I'll have to come up with more obscure riddles and not talk about them online and only use temporary chats which aren't used as training data and see what happens next. I'm sure I have a puzzle book in my library that I can use to help me make new ones.



Be careful with coaching. It's very easy to leak information. The point is to get it without letting it know.

As for o1, well I've been using this for a year and a few big players have used it too. So remember that they get spoiled because they end up in the training set


good point! problem is, I can't know what other people have spoiled it on either, so if we'd independently come up with the now spoiled "the boat can take all" variant, I can't know unless that gets revealed over Twitter or arvix or HN or wherever.

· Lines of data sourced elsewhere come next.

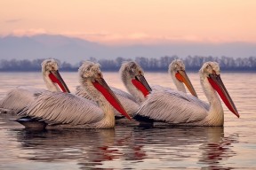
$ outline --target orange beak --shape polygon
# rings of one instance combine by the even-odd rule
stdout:
[[[140,91],[142,92],[145,97],[150,93],[150,91],[152,91],[145,77],[141,74],[137,75],[136,79],[132,80],[132,82]]]
[[[218,92],[220,98],[223,100],[224,104],[227,105],[227,107],[236,115],[239,118],[239,113],[236,108],[236,105],[234,102],[232,101],[228,90],[226,89],[221,79],[220,75],[212,73],[210,74],[210,77],[208,77],[208,81],[210,84],[212,86],[212,88]]]
[[[109,104],[128,120],[132,120],[114,92],[110,89],[103,78],[99,78],[92,82],[93,86],[105,97]]]

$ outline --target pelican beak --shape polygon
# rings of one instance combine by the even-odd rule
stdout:
[[[150,91],[152,91],[145,77],[141,74],[136,75],[135,79],[132,80],[132,82],[140,91],[142,92],[145,97],[149,94]]]
[[[98,78],[94,82],[93,86],[105,97],[105,98],[109,102],[109,104],[116,109],[120,113],[125,116],[128,120],[132,120],[129,114],[124,110],[124,106],[121,104],[120,101],[117,99],[114,92],[110,89],[107,82],[103,78]]]
[[[59,85],[59,87],[62,89],[63,92],[70,93],[70,90],[68,89],[58,70],[50,71],[49,77],[52,82]]]
[[[190,93],[197,97],[196,92],[189,80],[189,78],[188,77],[185,70],[179,70],[176,74],[175,74],[176,79],[178,79],[180,82],[183,82],[188,89],[190,91]]]
[[[234,113],[236,116],[239,118],[239,113],[236,108],[235,104],[233,103],[228,90],[226,89],[221,79],[220,75],[216,73],[210,74],[208,77],[208,81],[212,88],[218,92],[227,107]]]

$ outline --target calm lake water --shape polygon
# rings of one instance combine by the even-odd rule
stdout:
[[[71,91],[77,73],[61,73]],[[199,98],[197,73],[188,73]],[[125,90],[118,73],[104,73],[110,86]],[[165,73],[146,73],[149,84],[174,88]],[[225,105],[224,128],[143,129],[123,121],[114,129],[28,131],[0,115],[0,169],[255,169],[256,73],[222,73],[240,113]],[[45,89],[40,73],[0,73],[0,99],[12,88]]]

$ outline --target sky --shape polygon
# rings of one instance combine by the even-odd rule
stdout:
[[[109,45],[256,42],[255,0],[0,0],[0,36],[63,35]]]

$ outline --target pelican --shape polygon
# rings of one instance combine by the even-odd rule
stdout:
[[[164,121],[181,126],[223,126],[224,112],[218,94],[228,108],[239,118],[239,113],[220,79],[220,72],[216,62],[206,62],[199,70],[201,85],[210,103],[208,109],[195,97],[189,96],[194,97],[194,100],[191,100],[191,97],[184,93],[153,90],[133,118],[142,122]]]
[[[120,67],[119,73],[123,82],[124,83],[125,81],[125,85],[128,83],[128,85],[132,86],[132,94],[133,97],[122,89],[114,87],[110,87],[110,89],[122,103],[128,114],[132,116],[137,112],[141,102],[145,100],[145,97],[149,94],[151,89],[144,78],[143,70],[138,65],[133,65],[133,63],[130,62],[124,63]],[[92,100],[90,95],[81,85],[76,87],[76,95]],[[124,117],[116,110],[115,110],[115,116],[117,120]]]
[[[20,115],[30,116],[53,128],[110,128],[115,127],[113,106],[131,120],[105,82],[99,64],[85,61],[78,72],[81,87],[84,88],[98,105],[73,94],[44,92]],[[17,121],[26,128],[22,118]]]
[[[42,62],[43,79],[50,91],[70,92],[58,71],[58,64],[54,59]],[[35,100],[35,96],[45,89],[20,86],[10,90],[0,101],[1,112],[16,113]]]
[[[171,88],[153,85],[152,89],[148,84],[142,68],[133,61],[125,62],[122,65],[120,71],[121,79],[126,89],[137,99],[139,104],[144,102],[150,91],[173,90]],[[185,66],[181,60],[174,60],[169,66],[169,73],[173,79],[177,89],[186,93],[184,84],[192,95],[197,97],[191,81],[186,72]],[[140,83],[143,82],[143,83]]]
[[[184,93],[187,92],[185,86],[184,86],[184,83],[185,83],[189,92],[193,96],[197,97],[196,92],[186,73],[185,65],[182,60],[174,59],[173,61],[172,61],[172,63],[170,63],[169,67],[168,67],[168,73],[170,73],[179,91],[182,91]]]

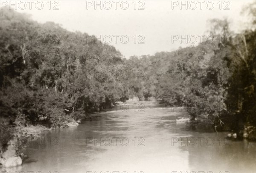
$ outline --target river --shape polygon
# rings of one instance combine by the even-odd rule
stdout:
[[[256,172],[256,143],[177,122],[179,109],[152,102],[92,115],[77,127],[43,133],[29,142],[26,172]],[[135,109],[135,106],[136,109]],[[144,111],[144,112],[143,112]]]

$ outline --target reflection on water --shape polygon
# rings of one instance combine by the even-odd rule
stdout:
[[[42,172],[255,172],[255,142],[177,123],[185,112],[147,104],[144,112],[93,114],[92,121],[44,134],[20,170]],[[41,139],[42,139],[41,140]]]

We won't know if it's spoiled, or rather how spoiled, it is unless the companies release their training data.

But, in this case we can study in a different way. Use things we are certain are spoiled. That's what the author here does.

But as an ML researcher, I'll let you know that I don't trust a single reasoning paper I've read.

You either have to start with the premise that the thing you're testing is in the training data (and thus spoiled), so you typically look at generalization and how robust it is. You can't prove reasoning this was but you can disprove this way. This also works for theory of mind (which is seems many HN readers failed to read the first paragraph).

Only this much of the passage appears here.